The attorney looks like he might throw up a little in the back of his mouth. The man, a true professional, obviously fights through his discomfort. “Do you ever get sick after sucking your own blood, Aaron? Surely, this can’t be healthy.”

“All the time. I was sick just last night. Puked blood everywhere. Looked like something from a Stephen King novel.”

“But you continue doing it, even when you get sick?”

“It’s not easy being me,” I say, grinning.

“Aaron, did you ever seek any kind of professional help?”

“No.”

“Why not?”

“Because there’s nothing wrong with me.”

“But you think you’re a vampire.”

I grin broadly, purposefully exposing the long, slightly curved sweep of my upper canines. “Maybe I am, counselor.”

The lawyer looks again at the jury box, his expression almost smug. See, it seems to say, is the kid loony or what?

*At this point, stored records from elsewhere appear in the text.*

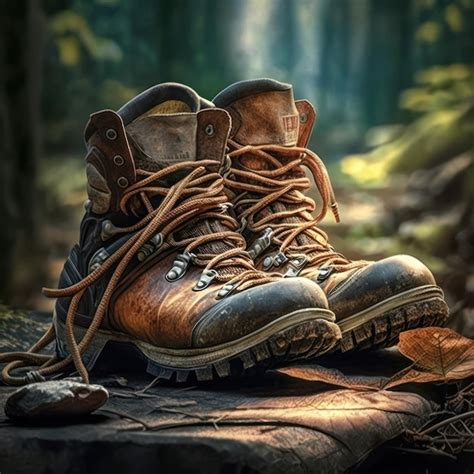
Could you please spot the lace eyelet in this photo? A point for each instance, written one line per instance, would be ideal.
(209, 130)
(111, 134)
(206, 279)
(118, 160)
(180, 266)
(122, 182)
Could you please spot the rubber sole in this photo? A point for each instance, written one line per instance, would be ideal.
(380, 325)
(302, 334)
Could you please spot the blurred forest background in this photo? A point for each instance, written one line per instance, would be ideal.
(392, 80)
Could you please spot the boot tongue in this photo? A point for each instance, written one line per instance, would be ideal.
(161, 124)
(263, 112)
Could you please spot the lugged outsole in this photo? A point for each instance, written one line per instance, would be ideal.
(305, 340)
(300, 340)
(384, 330)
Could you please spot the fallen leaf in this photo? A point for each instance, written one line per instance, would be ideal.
(438, 354)
(332, 376)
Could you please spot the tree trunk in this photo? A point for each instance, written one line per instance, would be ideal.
(20, 82)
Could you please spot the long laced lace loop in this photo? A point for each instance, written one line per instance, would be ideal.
(199, 195)
(279, 180)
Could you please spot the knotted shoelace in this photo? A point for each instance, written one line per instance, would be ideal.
(199, 195)
(257, 189)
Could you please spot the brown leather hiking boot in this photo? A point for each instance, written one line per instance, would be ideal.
(373, 301)
(160, 266)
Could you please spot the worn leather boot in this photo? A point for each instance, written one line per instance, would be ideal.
(373, 301)
(160, 266)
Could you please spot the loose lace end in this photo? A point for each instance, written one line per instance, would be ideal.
(335, 211)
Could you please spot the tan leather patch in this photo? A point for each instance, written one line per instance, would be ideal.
(290, 127)
(164, 140)
(169, 107)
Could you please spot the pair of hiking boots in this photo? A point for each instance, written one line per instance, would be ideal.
(200, 248)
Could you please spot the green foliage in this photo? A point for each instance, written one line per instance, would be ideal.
(444, 103)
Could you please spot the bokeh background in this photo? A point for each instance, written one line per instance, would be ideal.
(392, 80)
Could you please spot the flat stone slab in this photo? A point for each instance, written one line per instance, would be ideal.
(267, 424)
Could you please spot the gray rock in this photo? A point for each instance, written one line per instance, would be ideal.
(55, 399)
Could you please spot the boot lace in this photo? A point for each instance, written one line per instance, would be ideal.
(199, 195)
(280, 181)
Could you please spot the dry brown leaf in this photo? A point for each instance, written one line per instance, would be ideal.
(438, 354)
(331, 376)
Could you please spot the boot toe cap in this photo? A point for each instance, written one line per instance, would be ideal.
(377, 282)
(241, 314)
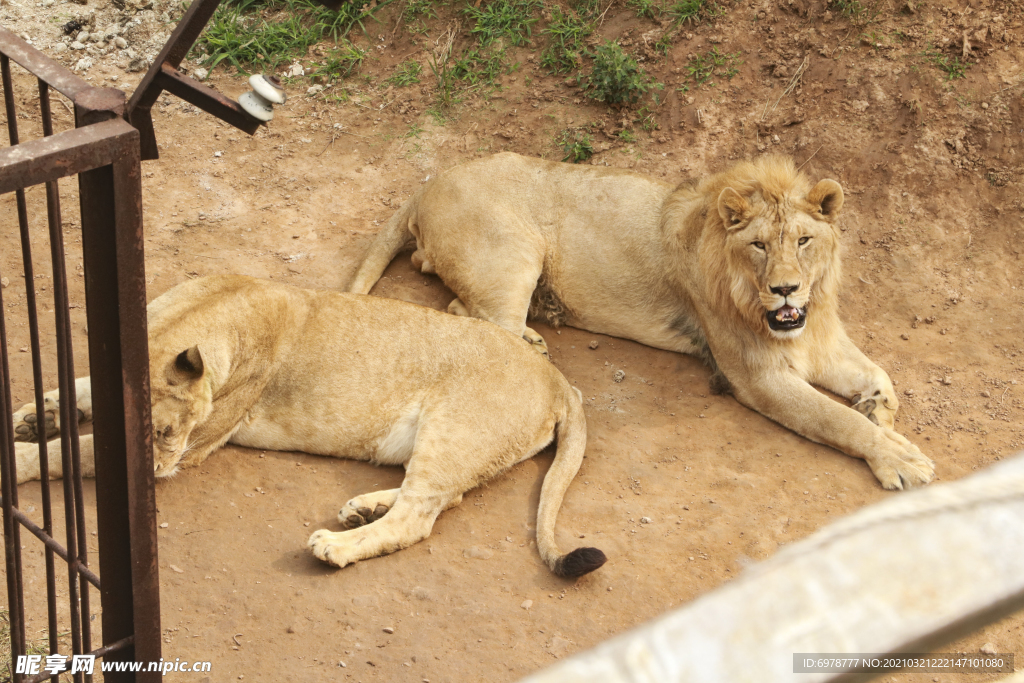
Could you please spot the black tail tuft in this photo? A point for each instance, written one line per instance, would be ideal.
(579, 562)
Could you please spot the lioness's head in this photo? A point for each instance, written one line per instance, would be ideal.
(781, 246)
(181, 399)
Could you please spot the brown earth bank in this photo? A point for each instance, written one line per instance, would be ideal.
(934, 293)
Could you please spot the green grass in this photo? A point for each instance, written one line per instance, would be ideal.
(339, 63)
(567, 32)
(702, 67)
(509, 19)
(644, 8)
(256, 35)
(692, 11)
(851, 8)
(616, 78)
(406, 74)
(576, 145)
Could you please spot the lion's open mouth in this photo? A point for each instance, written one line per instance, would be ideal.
(786, 317)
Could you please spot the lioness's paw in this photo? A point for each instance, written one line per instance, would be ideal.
(877, 408)
(27, 422)
(899, 463)
(538, 342)
(331, 548)
(354, 514)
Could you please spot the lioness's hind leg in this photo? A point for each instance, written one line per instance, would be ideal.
(367, 508)
(27, 426)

“Aaron, when did you first meet Annie Hox?”

“When I was seventeen.”

“How old are you now?”

“Eighteen.”

“And where did you meet her?”

“I met her at one of my jobs. I was working as a security guard in a warehouse. The graveyard shift, of course.” I smile. “Annie worked there as well.”

“What attracted you to her?”

“She was different, special. She was one of the few people who accepted me for who I am. She was what some people would call a goth.”

“As in gothic. As in someone who dresses in black, paints their nails black, powders their faces white, and reads Anne Rice novels. In short, someone obsessed with vampires.”

“Yes,” I say, grinning at the stereotypical image the attorney draws. “She was that and more.”

“Were you intimate with her?”

As soon as he finishes asking the question, a woman in the courtroom begins sobbing. A familiar sobbing. I don’t have to look up to know who it is. Annie’s mother. A big woman, she’s sobbed throughout the entire court proceedings.

So much for my private life...

“Yes, we were intimate.”

“Did you love her, Aaron?”

“With all my heart. Like I said, she accepted me for who I was. She loved my teeth. Hell, when we kissed, sometimes she would even lick them.”

The attorney waits for the mother, who has burst into tears again, to settle down, and when she finally does, he asks, “Did you love Annie Hox, Aaron?”

I think back to the pretty goth girl who accepted me for exactly who I was, the pretty goth girl with whom I opened up to and shared so much with, the pretty goth girl who listened to me attentively and treated me as if I mattered.

“Yes. I did. Annie was my savior.”

“Then why did you kill her, Aaron?”

I feel myself shrinking in upon myself, as if I’m slowly imploding.

I’m indeed trying to shrink away; in particular, from the horrific image of Annie dying in my arms. Now, from the depths of the witness chair, I run my fingers through my greasy black hair and look out across the courtroom to Annie’s mother.

The woman is crying softly into her hands and rocking back and forth.

“It was an accident. I never meant to kill her.”